I used SciKit Learn’s StratifiedKFold and generating symlinks in python to dynamically generate the training and validation sets (and reset them, if necessary). I hope that’s ok.

melissa.fabros · October 31, 2016, 6:08am

thanks for the tip! also, are the file names the id names?

jeremy · October 31, 2016, 4:26pm

@melissa.fabros yes that’s exactly right!

bckenstler · October 31, 2016, 5:32pm

Just a heads up, batches.filenames will always list the directory order of the files, regardless of whether the generator is set to shuffle or not. So if you don’t shuffle, obtaining the image id’s is straightforward, but has anyone figured out how obtain the image id’s in the order that a shuffling iterator outputs them in? I don’t really see how to do it

jeremy · October 31, 2016, 5:59pm

@bckenstler I think the correct answer is: don’t do that!

sethiavivek2006 · November 5, 2016, 6:13pm

@all I was trying with vgg.test for the dogs-vs-cats-redux-kernels-edition on my AWS p2 large instance. I have executed all the steps mentioned in the lesson2 lecture for creating separate directories. But when I perform the step as shown in the picture, my execution gets stuck( indicated by * preceding the statement) until I interrupt. Further steps do not work since the previous step was not executed properly. Any suggestion on how to solve this ?

jeremy · November 5, 2016, 6:46pm

It’s likely to take up to 10 mins, since it has to run the forward pass of the neural net on all 12,500 images. If it’s taking longer, make sure that it’s using your GPU (check the result of the ‘import utils’ line)

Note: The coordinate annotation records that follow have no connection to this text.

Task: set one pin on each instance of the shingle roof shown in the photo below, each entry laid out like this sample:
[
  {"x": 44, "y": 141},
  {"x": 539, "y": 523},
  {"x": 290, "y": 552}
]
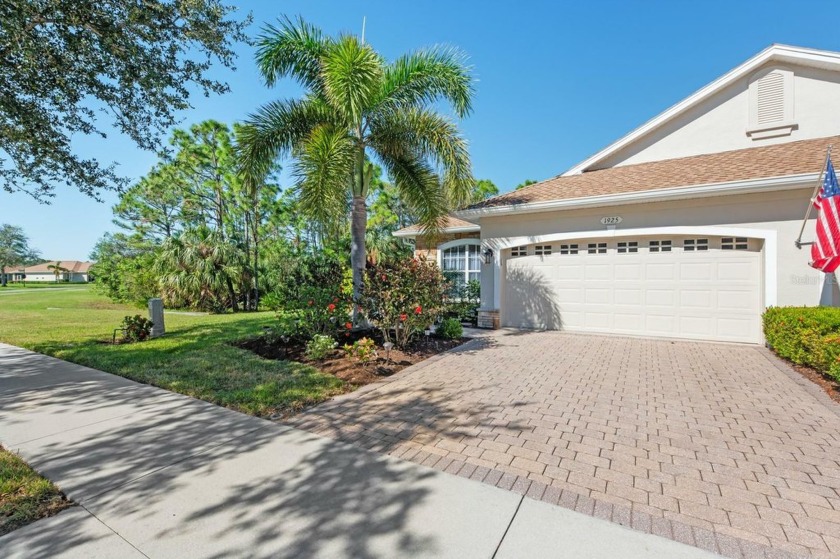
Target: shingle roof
[
  {"x": 451, "y": 223},
  {"x": 792, "y": 158},
  {"x": 70, "y": 265}
]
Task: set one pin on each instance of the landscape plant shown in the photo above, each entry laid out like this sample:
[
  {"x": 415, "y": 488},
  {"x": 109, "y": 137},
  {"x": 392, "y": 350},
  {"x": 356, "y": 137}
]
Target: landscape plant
[
  {"x": 806, "y": 336},
  {"x": 450, "y": 329},
  {"x": 358, "y": 108},
  {"x": 363, "y": 350},
  {"x": 402, "y": 298}
]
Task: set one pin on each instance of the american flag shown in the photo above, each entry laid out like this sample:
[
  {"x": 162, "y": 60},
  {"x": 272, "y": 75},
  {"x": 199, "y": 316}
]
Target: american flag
[{"x": 825, "y": 252}]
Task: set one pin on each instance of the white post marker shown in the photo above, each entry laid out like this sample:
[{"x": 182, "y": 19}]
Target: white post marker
[{"x": 156, "y": 316}]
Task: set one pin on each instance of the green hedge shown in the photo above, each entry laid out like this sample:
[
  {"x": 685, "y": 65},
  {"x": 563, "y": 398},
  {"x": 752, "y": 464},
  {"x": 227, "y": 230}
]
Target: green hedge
[{"x": 806, "y": 335}]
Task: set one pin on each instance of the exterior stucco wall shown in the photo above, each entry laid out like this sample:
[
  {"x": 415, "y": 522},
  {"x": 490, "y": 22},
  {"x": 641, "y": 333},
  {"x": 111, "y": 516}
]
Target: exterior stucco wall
[
  {"x": 720, "y": 123},
  {"x": 782, "y": 212},
  {"x": 427, "y": 248}
]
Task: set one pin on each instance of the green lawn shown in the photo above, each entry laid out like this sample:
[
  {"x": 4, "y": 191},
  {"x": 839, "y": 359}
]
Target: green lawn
[
  {"x": 193, "y": 358},
  {"x": 25, "y": 496}
]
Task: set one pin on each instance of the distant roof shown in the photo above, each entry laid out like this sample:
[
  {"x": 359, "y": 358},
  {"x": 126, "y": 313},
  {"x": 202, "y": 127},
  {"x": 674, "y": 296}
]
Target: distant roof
[
  {"x": 70, "y": 265},
  {"x": 776, "y": 53},
  {"x": 452, "y": 225},
  {"x": 779, "y": 160}
]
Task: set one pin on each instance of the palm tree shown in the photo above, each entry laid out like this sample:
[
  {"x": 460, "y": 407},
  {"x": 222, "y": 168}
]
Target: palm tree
[
  {"x": 57, "y": 269},
  {"x": 198, "y": 268},
  {"x": 359, "y": 108}
]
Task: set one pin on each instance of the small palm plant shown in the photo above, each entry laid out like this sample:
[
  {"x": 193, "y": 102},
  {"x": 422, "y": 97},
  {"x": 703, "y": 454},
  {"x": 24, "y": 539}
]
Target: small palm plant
[{"x": 357, "y": 107}]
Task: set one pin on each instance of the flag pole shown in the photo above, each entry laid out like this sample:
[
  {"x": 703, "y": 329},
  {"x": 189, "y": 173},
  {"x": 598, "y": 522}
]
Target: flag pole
[{"x": 798, "y": 242}]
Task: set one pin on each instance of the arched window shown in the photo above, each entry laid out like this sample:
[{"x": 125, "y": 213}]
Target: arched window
[{"x": 461, "y": 261}]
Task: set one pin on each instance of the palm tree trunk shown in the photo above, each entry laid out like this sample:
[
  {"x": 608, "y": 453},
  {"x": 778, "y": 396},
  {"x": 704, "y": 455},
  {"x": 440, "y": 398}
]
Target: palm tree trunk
[{"x": 358, "y": 225}]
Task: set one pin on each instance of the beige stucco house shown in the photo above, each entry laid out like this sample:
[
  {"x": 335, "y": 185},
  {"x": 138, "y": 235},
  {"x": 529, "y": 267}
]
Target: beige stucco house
[
  {"x": 72, "y": 271},
  {"x": 684, "y": 228}
]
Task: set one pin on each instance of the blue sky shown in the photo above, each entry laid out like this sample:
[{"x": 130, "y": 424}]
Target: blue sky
[{"x": 556, "y": 81}]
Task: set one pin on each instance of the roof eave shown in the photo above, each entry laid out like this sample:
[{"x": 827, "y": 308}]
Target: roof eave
[
  {"x": 445, "y": 230},
  {"x": 782, "y": 53},
  {"x": 768, "y": 184}
]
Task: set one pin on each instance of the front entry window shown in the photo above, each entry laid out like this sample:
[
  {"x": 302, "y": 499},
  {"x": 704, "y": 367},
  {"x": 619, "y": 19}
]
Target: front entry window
[{"x": 462, "y": 264}]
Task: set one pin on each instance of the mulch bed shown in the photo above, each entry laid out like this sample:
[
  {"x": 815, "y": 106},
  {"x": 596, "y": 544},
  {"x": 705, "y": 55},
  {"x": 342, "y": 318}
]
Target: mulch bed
[
  {"x": 828, "y": 384},
  {"x": 349, "y": 369}
]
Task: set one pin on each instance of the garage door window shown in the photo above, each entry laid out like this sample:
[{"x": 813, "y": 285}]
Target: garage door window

sethiavivek2006 · November 6, 2016, 11:53am

@jeremy Ya the previous time, I didnt let it run for more than 10 mins. Tried it later and worked nicely. Thank you.

mattobrien415 · December 11, 2016, 12:35am

I’m plowing thru the Redux notebook, and getting stuck here. This is after successfully loading weights I built last night:

Not sure why – the path is correct, the directory holds the expected 12,500 jpgs.

It seems like the get_batches isn’t finding anything, thus the divide by zero?

I’m wracking my brain but can’t think of any reasons why this is happening. Any advice would be greatly appreciated.

EDIT: strangely enough, after removing the +'test' from the path argument, all seems fine. I don’t think there’s anything wrong with my directory structure…but I suppose alls well that ends well…

janardhanp22 · December 11, 2016, 2:38am

Hi @mattobrien415

Have you created a directory named “unknown” under test directory and move all your test images under the directory called unknown ?
This might be resolution to ZeroDivisionError

mattobrien415 · December 11, 2016, 2:42am

Thanks for the response, @janardhanp22

No, I didn’t do that…I supposed I didn’t realize there was a point of putting it into an ‘unknown’ subdir. Why not just leave it in the ‘test’ dir?

It looks like the unknown directory just contains all the test data anyway?

jeremy · December 11, 2016, 10:13pm

The issue @janardhanp22 is referring to is that keras’ generator needs to know what labels to use for the images. It uses the sub-directory structure for that. If you don’t have labels, you still need the folder structure.

janardhanp22 · December 12, 2016, 6:16pm

Yes exactly what Jeremy explained. Keras is expecting a sub folder structure for labels.

complancoder · December 23, 2016, 9:09pm

So I am doing this on the Kaggle (dogs-vs-cats-redux-kernels-edition ) data set after I have segregated into proper files. I am running this on the samples
vgg = Vgg16()
sampleBatches = vgg.get_batches(path+‘train’, batch_size=4)
imgs,labels = next(sampleBatches)
plots(imgs, titles=labels)
vgg.predict(imgs, True)

result
(array([ 0.4618, 0.9563, 0.4123, 0.4945], dtype=float32),
array([237, 162, 258, 281], dtype=int64),
[u’miniature_pinscher’, u’beagle’, u’Samoyed’, u’tabby’])

Which is correct

mainBatches = vgg.get_batches(path+‘train’, batch_size=batch_size)
val_batches = vgg.get_batches(path+‘valid’, batch_size = batch_size)
vgg.finetune(mainBatches)
vgg.fit(mainBatches, val_batches, nb_epoch=1)

Result
Epoch 1/1
1125/1125 [==============================] - 622s - loss: 0.5411 - acc: 0.8640 - val_loss: 0.1199 - val_acc: 0.9760

Now if I do “vgg.predict(imgs, True)” again, I would expect the confidence to be higher and the result should be same right ?

Instead I get this output .

(array([ 1. , 1. , 0.9995, 1. ], dtype=float32),
array([1, 1, 0, 0], dtype=int64),
[u’goldfish’, u’goldfish’, u’tench’, u’tench’])

What Am I doing wrong ?

jeremy · December 23, 2016, 10:11pm

It’s a little hard to see with your formatting there. Could you put all the relevant code into a gist (https://help.github.com/articles/about-gists/) so that we can see each step?

jdgough · January 2, 2017, 3:24am

Question, do you really pass your password in plain text as a command line argument?

My password has symbols that make the parsing of the command line command go haywire… Any insight?

rachel · January 4, 2017, 1:49am

@jdgough Put your password in single quotes

jingairpi · January 19, 2017, 11:40pm

Yes. This is a required step. Thanks for pointing it out!

geniusgeek · March 3, 2017, 5:36am

just upgrade setup tools using pip that worked for me

anthonys · April 4, 2017, 8:16pm

Thank you very much this fixed my issue!

It wasn’t clear we should be using single quotes,
as formatting the string with double quotes is accepted,
and then a common sense check of running kg config returns
the password as '****' with single quotes making it look like it was successful.

May I suggest this is added to documentation somewhere?